In the split second between the ding of the seat belt sign and the mad rush to grab bags from overhead compartments, the attendant came on the intercom and said,
“Ladies and gentlemen, I’m going to ask you to remain in place for a moment. Today Delta has had the honor of transporting the family of a military hero. We want to give them the opportunity to exit the plane first. Out of respect for a fallen soldier, please stay seated.”
The ensuing silence was deafening. A plane full of over 200 people stayed stock still and mute as a stone as a military widow and two parents stood from the back of coach and made their way to the exit. It was a meager showing of respect for a family who had made the ultimate sacrifice.
In the two and a half hour flight, I had no idea that this family was sitting just a few rows behind me. Had I paid attention, I would have seen a young wife clutching a burial flag. Had I looked up from my book, I would have noticed a mother and father holding tightly to each other. Had I simply been aware, I might have been able to prioritize their needs over my comfort.

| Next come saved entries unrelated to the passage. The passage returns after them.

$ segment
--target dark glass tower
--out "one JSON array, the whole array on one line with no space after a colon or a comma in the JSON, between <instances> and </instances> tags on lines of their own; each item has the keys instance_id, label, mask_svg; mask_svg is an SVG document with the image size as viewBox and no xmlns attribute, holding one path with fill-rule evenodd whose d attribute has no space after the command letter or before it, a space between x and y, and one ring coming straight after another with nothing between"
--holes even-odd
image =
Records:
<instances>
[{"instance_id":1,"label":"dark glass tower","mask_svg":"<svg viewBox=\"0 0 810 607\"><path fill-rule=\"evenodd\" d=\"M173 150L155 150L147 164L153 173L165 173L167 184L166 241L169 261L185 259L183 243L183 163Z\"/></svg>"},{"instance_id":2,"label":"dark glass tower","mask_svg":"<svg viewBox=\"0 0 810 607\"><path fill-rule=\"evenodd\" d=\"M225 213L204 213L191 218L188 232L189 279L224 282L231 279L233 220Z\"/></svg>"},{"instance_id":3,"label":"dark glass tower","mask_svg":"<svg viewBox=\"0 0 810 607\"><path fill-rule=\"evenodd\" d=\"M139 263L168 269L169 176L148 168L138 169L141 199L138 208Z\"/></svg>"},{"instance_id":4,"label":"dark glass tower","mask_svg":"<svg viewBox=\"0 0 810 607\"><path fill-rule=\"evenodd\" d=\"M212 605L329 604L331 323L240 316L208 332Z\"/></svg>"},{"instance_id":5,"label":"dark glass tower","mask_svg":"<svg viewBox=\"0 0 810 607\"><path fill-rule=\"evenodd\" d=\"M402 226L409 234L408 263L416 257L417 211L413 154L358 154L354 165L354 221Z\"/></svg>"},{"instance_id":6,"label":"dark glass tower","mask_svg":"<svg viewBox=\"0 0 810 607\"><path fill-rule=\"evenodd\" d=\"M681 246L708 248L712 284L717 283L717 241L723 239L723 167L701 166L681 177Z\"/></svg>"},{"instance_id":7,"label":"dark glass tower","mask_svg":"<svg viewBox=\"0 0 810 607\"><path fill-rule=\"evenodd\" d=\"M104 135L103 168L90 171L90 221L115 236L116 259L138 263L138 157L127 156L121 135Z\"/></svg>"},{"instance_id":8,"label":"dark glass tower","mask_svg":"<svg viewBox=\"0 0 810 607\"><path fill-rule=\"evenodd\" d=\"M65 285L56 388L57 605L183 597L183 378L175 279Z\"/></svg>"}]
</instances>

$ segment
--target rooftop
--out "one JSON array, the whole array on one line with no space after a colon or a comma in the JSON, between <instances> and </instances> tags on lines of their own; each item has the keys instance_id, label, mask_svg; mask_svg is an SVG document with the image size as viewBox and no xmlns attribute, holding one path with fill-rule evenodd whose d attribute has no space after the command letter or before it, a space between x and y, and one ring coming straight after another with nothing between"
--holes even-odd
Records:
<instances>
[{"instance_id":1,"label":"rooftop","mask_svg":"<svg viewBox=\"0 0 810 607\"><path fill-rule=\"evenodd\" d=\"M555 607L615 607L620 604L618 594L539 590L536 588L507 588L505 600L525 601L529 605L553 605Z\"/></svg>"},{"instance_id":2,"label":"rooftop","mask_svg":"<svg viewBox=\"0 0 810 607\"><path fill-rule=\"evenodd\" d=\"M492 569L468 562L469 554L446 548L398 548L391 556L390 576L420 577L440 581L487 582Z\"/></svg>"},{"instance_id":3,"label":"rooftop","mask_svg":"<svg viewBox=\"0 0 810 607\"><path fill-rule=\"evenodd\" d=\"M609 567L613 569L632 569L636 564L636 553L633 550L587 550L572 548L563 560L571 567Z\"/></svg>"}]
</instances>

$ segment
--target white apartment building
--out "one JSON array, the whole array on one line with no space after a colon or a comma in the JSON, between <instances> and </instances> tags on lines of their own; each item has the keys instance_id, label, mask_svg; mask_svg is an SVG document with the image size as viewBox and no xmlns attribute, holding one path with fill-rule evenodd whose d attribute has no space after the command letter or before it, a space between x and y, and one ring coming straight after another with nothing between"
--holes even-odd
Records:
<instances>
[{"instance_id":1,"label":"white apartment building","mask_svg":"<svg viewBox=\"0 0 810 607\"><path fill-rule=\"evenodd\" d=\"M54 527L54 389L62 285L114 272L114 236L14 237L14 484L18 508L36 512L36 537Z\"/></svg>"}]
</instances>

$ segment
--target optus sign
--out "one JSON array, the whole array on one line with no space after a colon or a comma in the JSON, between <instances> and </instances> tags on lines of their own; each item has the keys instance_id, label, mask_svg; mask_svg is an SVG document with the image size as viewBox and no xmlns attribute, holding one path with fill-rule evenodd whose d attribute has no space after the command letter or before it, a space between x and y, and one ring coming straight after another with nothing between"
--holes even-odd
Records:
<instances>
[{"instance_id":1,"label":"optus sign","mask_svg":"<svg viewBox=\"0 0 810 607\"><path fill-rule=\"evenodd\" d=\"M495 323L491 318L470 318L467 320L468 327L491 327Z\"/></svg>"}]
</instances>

We face the same scenarios every weekend. Every Sunday, we pass by people in the pews who are hurting. Each time we gather, we run the risk of ignoring those who are in crisis. What if we slowed down, looked up, paid attention, and took the time to care?
Paul reminds us of this in Romans 12: “Love one another with brotherly affection. Outdo one another in showing honor. Rejoice with those who rejoice, weep with those who weep…give thought to do what is honorable in the sight of all.” (vv 10, 12, 17, ESV)
Look up. And look out for those who need a well-timed word of grace.